Mas, calma, não criemos pânico: se há alguma proximidade com o samba-rock, me certifico a afirmar que é bem mais samba tradicional do que o próprio samba-rock. Que outro ritmo traria estes versos: ‘Pior que eu saquei/que ia avacalhar/não sou bacana/nem sei deixar outra te amar’?
As composições de Dani Turcheto fogem do óbvio com mensagens figurativas inteligentes, além de serem encorpadas com referências do jazz e da bossa nova
O mérito de Dani está em dialogar com outros ritmos universais de forma natural, que agregue ao seu samba.

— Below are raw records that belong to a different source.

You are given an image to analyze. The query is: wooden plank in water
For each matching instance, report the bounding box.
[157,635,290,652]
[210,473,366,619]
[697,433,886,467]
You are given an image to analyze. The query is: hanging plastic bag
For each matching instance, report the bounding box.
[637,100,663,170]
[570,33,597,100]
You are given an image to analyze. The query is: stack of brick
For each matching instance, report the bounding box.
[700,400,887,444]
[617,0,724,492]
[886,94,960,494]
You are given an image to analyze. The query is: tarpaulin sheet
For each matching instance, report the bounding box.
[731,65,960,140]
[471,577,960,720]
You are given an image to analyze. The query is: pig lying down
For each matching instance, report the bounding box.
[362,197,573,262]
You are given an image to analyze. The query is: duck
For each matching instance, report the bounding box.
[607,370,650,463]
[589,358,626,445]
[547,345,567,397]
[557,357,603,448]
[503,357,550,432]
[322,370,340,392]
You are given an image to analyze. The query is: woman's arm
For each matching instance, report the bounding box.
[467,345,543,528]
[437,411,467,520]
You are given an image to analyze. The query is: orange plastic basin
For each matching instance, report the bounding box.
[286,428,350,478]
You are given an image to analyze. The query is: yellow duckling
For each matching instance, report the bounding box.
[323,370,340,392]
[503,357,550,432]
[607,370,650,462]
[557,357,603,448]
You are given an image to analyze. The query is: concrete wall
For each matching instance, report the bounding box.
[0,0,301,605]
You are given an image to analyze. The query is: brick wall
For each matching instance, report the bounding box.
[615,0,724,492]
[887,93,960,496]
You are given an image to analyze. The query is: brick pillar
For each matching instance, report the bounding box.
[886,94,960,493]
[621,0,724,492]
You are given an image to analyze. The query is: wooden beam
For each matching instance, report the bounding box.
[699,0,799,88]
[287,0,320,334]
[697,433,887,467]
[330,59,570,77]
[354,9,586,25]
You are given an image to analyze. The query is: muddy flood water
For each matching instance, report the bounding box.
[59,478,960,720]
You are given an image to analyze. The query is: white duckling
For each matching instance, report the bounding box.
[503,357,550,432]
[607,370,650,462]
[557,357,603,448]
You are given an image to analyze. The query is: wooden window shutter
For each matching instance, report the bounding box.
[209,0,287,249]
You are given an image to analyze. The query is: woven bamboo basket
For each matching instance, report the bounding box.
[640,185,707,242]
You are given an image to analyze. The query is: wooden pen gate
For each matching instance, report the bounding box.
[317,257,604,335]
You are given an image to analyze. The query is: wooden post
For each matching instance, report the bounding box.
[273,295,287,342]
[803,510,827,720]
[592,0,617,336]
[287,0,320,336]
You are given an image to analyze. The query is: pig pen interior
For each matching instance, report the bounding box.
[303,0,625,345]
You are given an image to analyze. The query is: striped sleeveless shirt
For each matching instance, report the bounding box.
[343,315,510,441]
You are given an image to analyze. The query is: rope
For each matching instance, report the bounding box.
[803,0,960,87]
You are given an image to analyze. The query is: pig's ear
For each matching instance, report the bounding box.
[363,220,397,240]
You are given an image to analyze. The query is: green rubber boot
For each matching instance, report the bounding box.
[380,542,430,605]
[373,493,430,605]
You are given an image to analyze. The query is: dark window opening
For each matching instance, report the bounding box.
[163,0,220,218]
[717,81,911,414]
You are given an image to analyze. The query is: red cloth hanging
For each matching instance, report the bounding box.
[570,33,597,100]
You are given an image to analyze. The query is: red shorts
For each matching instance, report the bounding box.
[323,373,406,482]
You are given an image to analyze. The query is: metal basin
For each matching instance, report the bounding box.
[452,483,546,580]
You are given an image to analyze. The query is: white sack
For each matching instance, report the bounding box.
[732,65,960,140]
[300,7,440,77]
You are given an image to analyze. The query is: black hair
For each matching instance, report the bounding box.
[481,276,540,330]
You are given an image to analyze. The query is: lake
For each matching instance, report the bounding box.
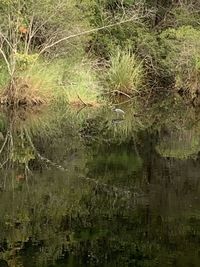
[0,98,200,267]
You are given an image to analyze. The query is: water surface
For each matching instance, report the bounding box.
[0,100,200,267]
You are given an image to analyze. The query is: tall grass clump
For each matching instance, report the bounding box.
[107,50,144,95]
[63,61,101,107]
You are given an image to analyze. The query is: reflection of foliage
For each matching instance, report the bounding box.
[156,131,200,159]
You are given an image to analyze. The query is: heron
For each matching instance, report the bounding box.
[112,108,125,117]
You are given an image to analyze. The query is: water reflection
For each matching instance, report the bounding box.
[0,99,200,267]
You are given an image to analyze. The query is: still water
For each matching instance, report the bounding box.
[0,99,200,267]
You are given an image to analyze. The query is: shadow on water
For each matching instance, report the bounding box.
[0,99,200,267]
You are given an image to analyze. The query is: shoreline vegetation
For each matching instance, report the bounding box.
[0,0,200,108]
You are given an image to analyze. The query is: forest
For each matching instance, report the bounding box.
[0,0,200,107]
[0,0,200,267]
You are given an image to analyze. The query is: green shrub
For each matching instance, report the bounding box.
[107,50,144,94]
[160,26,200,97]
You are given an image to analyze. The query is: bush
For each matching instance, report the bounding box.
[107,50,144,94]
[160,26,200,97]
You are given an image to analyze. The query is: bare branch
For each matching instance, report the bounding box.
[39,16,141,55]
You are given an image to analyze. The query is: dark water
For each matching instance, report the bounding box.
[0,103,200,267]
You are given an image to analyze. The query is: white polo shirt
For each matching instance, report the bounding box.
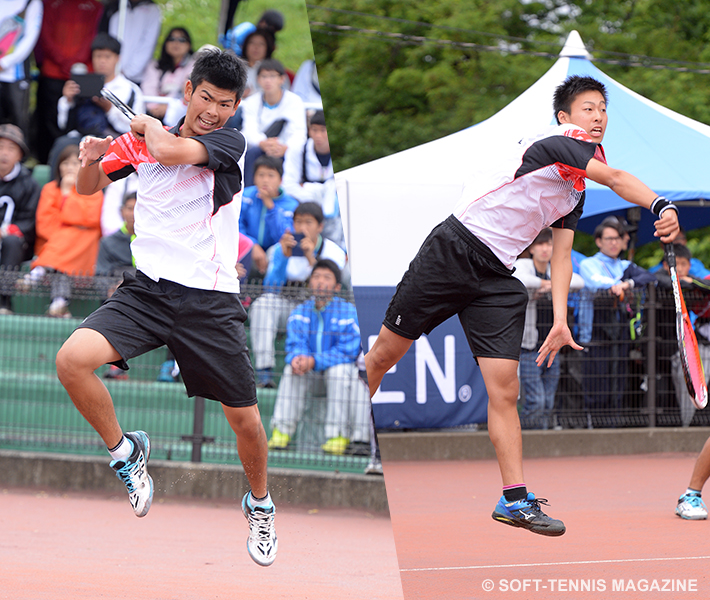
[101,122,246,293]
[454,124,606,268]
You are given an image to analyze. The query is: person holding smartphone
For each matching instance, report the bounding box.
[250,202,347,388]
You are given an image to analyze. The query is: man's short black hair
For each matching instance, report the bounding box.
[257,9,284,33]
[552,75,609,125]
[91,31,121,54]
[254,154,284,177]
[293,202,324,224]
[190,46,247,100]
[256,58,286,76]
[311,258,341,283]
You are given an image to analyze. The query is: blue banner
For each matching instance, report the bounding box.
[354,286,488,429]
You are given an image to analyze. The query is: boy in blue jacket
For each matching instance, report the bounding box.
[269,259,369,454]
[239,155,298,275]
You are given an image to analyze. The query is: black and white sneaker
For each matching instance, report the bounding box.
[242,492,279,567]
[492,492,566,536]
[111,431,153,517]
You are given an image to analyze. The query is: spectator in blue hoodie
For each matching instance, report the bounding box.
[239,155,299,276]
[249,202,347,388]
[269,259,370,454]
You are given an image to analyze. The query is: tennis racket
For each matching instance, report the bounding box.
[101,88,136,119]
[665,244,708,408]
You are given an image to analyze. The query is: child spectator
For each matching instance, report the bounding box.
[0,0,43,135]
[23,146,104,317]
[219,5,284,56]
[0,123,40,315]
[284,110,345,248]
[250,202,346,388]
[242,29,276,99]
[242,58,306,185]
[269,259,370,454]
[239,156,298,276]
[141,27,195,125]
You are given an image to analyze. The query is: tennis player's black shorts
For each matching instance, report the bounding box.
[79,271,256,407]
[384,215,528,360]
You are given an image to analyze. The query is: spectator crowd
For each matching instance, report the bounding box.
[515,216,710,429]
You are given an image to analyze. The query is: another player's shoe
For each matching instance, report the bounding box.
[492,492,565,536]
[242,492,279,567]
[111,431,153,517]
[675,494,708,521]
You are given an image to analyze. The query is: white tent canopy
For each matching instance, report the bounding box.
[336,31,710,286]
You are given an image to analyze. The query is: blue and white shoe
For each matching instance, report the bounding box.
[492,492,566,536]
[242,492,279,567]
[111,431,153,517]
[675,494,708,521]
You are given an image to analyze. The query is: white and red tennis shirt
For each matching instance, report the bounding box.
[101,122,246,293]
[454,124,606,268]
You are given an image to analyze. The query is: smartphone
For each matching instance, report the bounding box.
[71,73,104,98]
[291,233,306,256]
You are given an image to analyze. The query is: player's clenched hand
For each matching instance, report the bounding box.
[535,322,583,367]
[653,208,680,244]
[79,136,113,167]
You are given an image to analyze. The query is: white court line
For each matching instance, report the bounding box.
[400,556,710,573]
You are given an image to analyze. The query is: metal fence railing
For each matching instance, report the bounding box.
[0,271,369,472]
[519,286,710,429]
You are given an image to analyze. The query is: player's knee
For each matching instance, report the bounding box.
[55,343,79,384]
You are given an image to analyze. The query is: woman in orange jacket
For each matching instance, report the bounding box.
[24,146,103,317]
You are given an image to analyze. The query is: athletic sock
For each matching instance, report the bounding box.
[108,435,133,462]
[503,483,528,502]
[249,492,274,508]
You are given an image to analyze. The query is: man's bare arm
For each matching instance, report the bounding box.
[587,158,680,244]
[76,136,113,196]
[131,115,209,167]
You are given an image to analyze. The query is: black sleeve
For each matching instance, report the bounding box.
[193,127,246,172]
[193,127,246,214]
[515,135,597,178]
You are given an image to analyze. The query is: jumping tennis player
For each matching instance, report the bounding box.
[57,48,277,566]
[365,76,678,536]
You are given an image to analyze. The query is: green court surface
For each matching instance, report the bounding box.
[0,314,367,473]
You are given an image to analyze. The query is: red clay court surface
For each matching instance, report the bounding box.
[385,454,710,600]
[0,489,402,600]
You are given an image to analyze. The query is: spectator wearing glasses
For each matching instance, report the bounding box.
[141,27,195,120]
[579,217,655,426]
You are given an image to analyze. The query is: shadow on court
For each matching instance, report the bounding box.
[0,489,402,600]
[385,448,710,600]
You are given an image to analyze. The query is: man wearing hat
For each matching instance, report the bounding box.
[0,123,41,314]
[283,110,345,249]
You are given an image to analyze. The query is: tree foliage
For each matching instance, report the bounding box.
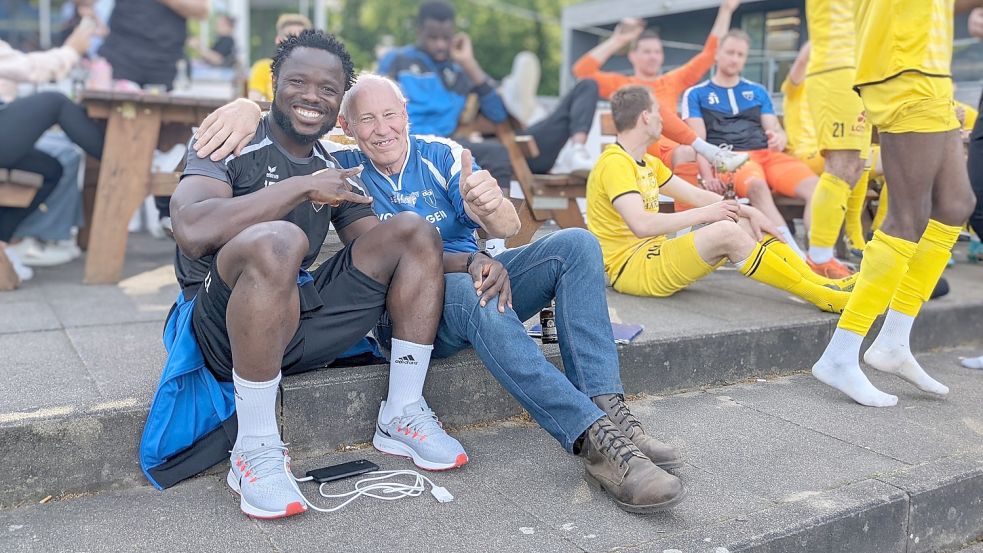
[332,0,577,95]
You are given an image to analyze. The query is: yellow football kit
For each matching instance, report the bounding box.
[854,0,960,133]
[587,144,715,297]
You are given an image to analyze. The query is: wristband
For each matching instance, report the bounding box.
[464,250,491,273]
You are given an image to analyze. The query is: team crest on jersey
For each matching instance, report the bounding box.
[389,192,420,205]
[422,188,437,209]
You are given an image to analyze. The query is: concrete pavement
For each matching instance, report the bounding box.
[0,349,983,553]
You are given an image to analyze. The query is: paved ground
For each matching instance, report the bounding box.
[0,350,983,553]
[0,230,983,418]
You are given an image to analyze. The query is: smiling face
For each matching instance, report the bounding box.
[628,37,666,79]
[341,77,409,169]
[271,47,345,144]
[716,36,751,77]
[416,19,455,62]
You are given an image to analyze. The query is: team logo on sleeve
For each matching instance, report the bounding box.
[420,188,437,209]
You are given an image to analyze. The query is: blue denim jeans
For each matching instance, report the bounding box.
[384,229,624,451]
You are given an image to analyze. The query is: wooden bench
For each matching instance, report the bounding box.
[0,169,44,291]
[495,120,587,248]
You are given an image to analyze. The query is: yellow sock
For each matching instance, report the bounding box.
[870,181,887,231]
[843,169,870,250]
[809,173,850,248]
[761,236,839,286]
[837,230,916,336]
[891,219,960,317]
[741,240,850,313]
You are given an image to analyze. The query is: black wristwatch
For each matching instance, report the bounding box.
[464,250,492,273]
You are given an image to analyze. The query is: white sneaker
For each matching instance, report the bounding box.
[0,246,34,281]
[710,144,750,173]
[499,51,540,126]
[7,238,75,268]
[150,144,188,173]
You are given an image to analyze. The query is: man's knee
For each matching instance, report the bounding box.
[225,221,310,285]
[550,228,601,260]
[386,211,442,251]
[823,150,864,186]
[672,144,696,167]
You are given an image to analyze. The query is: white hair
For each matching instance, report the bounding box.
[339,73,407,125]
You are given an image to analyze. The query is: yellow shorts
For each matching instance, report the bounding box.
[860,71,962,133]
[805,68,870,152]
[611,232,722,298]
[799,153,826,175]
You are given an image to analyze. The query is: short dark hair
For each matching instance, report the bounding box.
[270,29,355,90]
[717,28,751,47]
[416,0,454,27]
[611,85,655,132]
[631,29,662,51]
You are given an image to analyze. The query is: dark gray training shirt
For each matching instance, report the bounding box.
[174,115,375,289]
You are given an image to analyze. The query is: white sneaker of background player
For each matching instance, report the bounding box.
[499,51,541,126]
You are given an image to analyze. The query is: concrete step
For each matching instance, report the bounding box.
[0,281,983,507]
[0,348,983,553]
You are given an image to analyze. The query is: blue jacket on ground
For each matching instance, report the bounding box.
[139,282,381,490]
[379,44,508,136]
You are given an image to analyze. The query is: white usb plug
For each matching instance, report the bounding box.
[430,486,454,503]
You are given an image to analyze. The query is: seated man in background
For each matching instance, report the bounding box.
[171,30,467,518]
[379,0,598,181]
[326,75,685,512]
[247,13,313,102]
[682,29,819,258]
[587,85,850,313]
[573,0,748,184]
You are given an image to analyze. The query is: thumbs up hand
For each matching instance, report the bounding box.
[460,150,505,217]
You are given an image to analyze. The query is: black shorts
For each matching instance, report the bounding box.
[191,245,389,381]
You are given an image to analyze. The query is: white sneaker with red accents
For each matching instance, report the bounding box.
[372,397,468,470]
[225,436,307,519]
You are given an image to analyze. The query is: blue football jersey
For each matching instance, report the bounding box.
[324,135,480,252]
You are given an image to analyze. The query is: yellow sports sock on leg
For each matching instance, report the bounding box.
[761,236,839,286]
[741,241,850,313]
[837,230,916,336]
[870,181,887,231]
[843,169,870,250]
[891,219,960,317]
[809,173,850,248]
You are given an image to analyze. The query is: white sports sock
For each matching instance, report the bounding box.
[812,328,898,407]
[691,138,720,160]
[864,309,949,395]
[778,225,806,259]
[379,338,433,422]
[232,369,280,449]
[809,246,833,263]
[963,355,983,369]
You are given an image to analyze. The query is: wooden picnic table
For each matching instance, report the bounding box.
[79,90,227,284]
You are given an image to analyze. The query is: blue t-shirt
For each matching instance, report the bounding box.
[379,44,508,136]
[680,79,775,151]
[324,135,480,253]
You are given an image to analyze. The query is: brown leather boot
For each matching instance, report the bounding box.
[580,417,686,513]
[591,394,683,469]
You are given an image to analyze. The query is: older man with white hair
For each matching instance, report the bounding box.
[205,75,685,513]
[334,75,685,512]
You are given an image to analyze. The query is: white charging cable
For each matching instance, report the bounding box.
[285,460,454,513]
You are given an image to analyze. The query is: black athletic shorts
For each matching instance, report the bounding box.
[191,245,388,381]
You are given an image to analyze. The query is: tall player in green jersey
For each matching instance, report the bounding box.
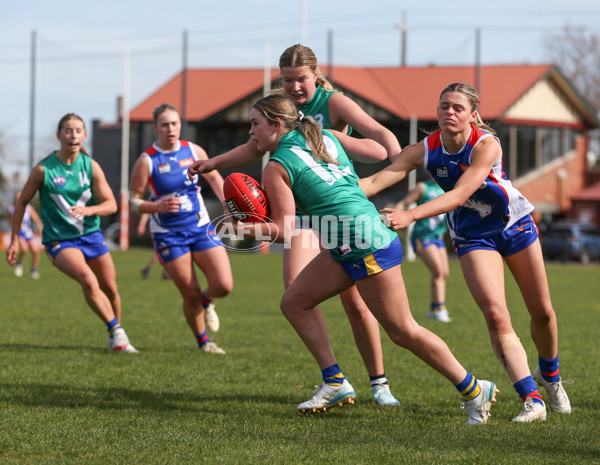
[241,95,497,424]
[189,44,400,406]
[6,113,137,353]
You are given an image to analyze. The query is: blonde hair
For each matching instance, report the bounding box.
[152,103,179,124]
[279,44,335,91]
[56,113,90,157]
[252,94,339,165]
[440,82,496,134]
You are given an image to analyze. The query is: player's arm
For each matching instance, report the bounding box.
[70,159,118,218]
[329,93,401,161]
[358,142,425,197]
[192,144,225,203]
[331,131,387,163]
[6,165,44,266]
[381,137,501,229]
[31,207,44,232]
[188,139,265,179]
[396,182,425,210]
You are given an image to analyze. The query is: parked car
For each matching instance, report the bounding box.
[542,221,600,264]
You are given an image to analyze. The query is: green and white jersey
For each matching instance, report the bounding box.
[413,179,446,239]
[40,152,100,242]
[270,130,397,261]
[298,85,352,134]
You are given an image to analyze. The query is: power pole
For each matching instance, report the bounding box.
[29,30,36,171]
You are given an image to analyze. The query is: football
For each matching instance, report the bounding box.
[223,173,271,223]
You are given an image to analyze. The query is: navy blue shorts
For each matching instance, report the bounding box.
[340,237,402,281]
[410,237,446,252]
[452,215,539,257]
[152,223,223,263]
[44,230,109,263]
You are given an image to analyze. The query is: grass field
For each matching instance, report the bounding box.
[0,249,600,465]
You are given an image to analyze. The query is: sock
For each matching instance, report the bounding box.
[513,375,544,405]
[321,363,346,386]
[196,331,210,347]
[538,354,560,383]
[106,318,121,336]
[369,373,388,389]
[430,302,446,313]
[200,292,212,308]
[456,371,481,400]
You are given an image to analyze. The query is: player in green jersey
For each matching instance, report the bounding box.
[238,95,497,424]
[189,44,400,406]
[6,113,137,353]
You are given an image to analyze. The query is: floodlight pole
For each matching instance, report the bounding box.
[119,46,131,250]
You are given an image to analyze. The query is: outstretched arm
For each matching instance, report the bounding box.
[331,131,387,163]
[358,142,425,197]
[329,93,401,161]
[192,144,225,203]
[188,139,265,179]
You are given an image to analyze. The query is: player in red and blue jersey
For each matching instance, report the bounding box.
[360,83,571,422]
[129,104,233,354]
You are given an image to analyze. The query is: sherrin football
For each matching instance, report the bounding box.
[223,173,271,223]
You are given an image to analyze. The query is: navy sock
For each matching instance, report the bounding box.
[513,375,544,404]
[196,331,210,347]
[456,371,481,400]
[538,354,560,383]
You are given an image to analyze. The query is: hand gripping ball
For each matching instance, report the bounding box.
[223,173,271,223]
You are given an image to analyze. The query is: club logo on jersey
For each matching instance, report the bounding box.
[435,166,448,178]
[463,199,493,218]
[52,176,67,187]
[158,163,171,174]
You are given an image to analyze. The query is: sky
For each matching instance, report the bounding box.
[0,0,600,177]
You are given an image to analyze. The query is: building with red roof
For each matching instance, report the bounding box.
[93,64,600,227]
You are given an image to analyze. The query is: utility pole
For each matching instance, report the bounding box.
[327,29,333,81]
[475,28,481,92]
[29,29,36,171]
[181,31,188,139]
[394,11,410,68]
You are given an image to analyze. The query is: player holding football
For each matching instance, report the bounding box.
[6,113,137,353]
[239,95,497,424]
[359,83,571,422]
[129,103,233,354]
[189,45,400,406]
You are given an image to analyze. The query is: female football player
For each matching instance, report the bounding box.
[6,113,137,353]
[189,45,400,406]
[129,103,233,354]
[241,95,497,424]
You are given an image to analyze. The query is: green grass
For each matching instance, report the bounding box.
[0,249,600,464]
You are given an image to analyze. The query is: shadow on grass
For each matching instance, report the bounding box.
[0,383,304,413]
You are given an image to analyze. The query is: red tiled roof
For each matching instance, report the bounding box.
[130,65,554,121]
[332,65,553,120]
[129,69,279,121]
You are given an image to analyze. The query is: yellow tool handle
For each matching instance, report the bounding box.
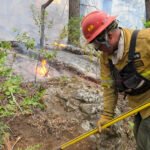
[60,102,150,150]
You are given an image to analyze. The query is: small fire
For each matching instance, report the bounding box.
[53,42,66,48]
[36,59,48,77]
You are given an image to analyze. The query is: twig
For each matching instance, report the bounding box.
[11,136,22,150]
[10,91,23,112]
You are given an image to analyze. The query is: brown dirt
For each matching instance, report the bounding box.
[4,77,96,150]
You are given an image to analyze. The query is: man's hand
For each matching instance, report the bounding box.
[97,115,113,132]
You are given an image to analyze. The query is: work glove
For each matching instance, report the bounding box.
[97,115,113,133]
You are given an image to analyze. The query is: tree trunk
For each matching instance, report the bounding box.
[68,0,80,45]
[145,0,150,21]
[40,0,53,48]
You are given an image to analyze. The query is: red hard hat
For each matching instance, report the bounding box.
[81,11,116,43]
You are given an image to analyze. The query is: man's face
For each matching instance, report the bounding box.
[92,31,118,55]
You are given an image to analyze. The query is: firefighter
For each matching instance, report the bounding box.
[81,11,150,150]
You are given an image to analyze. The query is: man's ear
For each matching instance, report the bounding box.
[108,31,113,39]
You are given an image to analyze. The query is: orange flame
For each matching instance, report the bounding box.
[36,59,48,76]
[53,42,66,48]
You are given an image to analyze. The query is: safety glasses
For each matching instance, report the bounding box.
[91,31,108,51]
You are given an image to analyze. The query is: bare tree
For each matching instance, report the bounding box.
[145,0,150,21]
[68,0,80,44]
[40,0,53,48]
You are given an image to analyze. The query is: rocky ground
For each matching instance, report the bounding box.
[0,46,135,150]
[2,77,135,150]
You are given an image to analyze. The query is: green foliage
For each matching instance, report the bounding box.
[0,39,44,118]
[0,41,11,50]
[30,4,53,34]
[14,29,35,49]
[17,144,41,150]
[59,17,81,46]
[144,21,150,28]
[40,49,57,60]
[0,122,9,145]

As composições fogem do óbvio com mensagens figurativas inteligentes – como na própria “Madeira Torta”, que justifica o título com o verso poético ‘Começo a arquear/viro uma flecha torta/e o alvo não consigo acertar’.
Além de ser moderno, o samba de Dani é sofisticado. Não ‘somente’ por ele ter gravado algumas faixas em Nova York, ter chamado Dani Luppi para cantar a bela e singela “Amor de Lágrima” (com a simbologia ‘molha por dentro e ajuda a florescer’), ou contar com a colaboração do percussionista Mauro Refosco, que já dividiu palcos com Radiohead e Red Hot Chili Peppers. Não é exagero dizer que Madeira Torta tem potencial para agradar até os mais puristas.
Dani Turcheto também injeta órgãos hammond (bem perceptíveis em “Enchente”) e teclados que rechearam nossos sambas sessentistas. Jon Cowherd, um pianista dos bons da gravadora Verve, forma um p(i)ano de fundo bem old-fashioned em “Um Samba em Cada Esquina”, temperado na medida para se manter mais samba do que jazz – ainda que fique delicioso em qualquer uma das duas formas.
A tradição sambista é muito bem preservada em “Festa de Reis”, que traz uma inflexão inicial que, em milésimos de segundos, lembra “Insensatez”. Só que a faixa segue para algo mais swingado, falando de festas e da mulher desejada.
Sem perder as raízes e as estribeiras, Dani Turcheto cria um diálogo belo e sincero em Madeira Torta, trabalho que ele define como uma ‘evolução natural’ em relação ao primeiro disco, Sobremesa. Para mostrar o quanto é antenado, disponibilizou em seu site oficial os dois trabalhos no mesmo sistema que o Radiohead fez com In Rainbows: baixe, e se gostar, volte lá e pague o quanto acha que vale.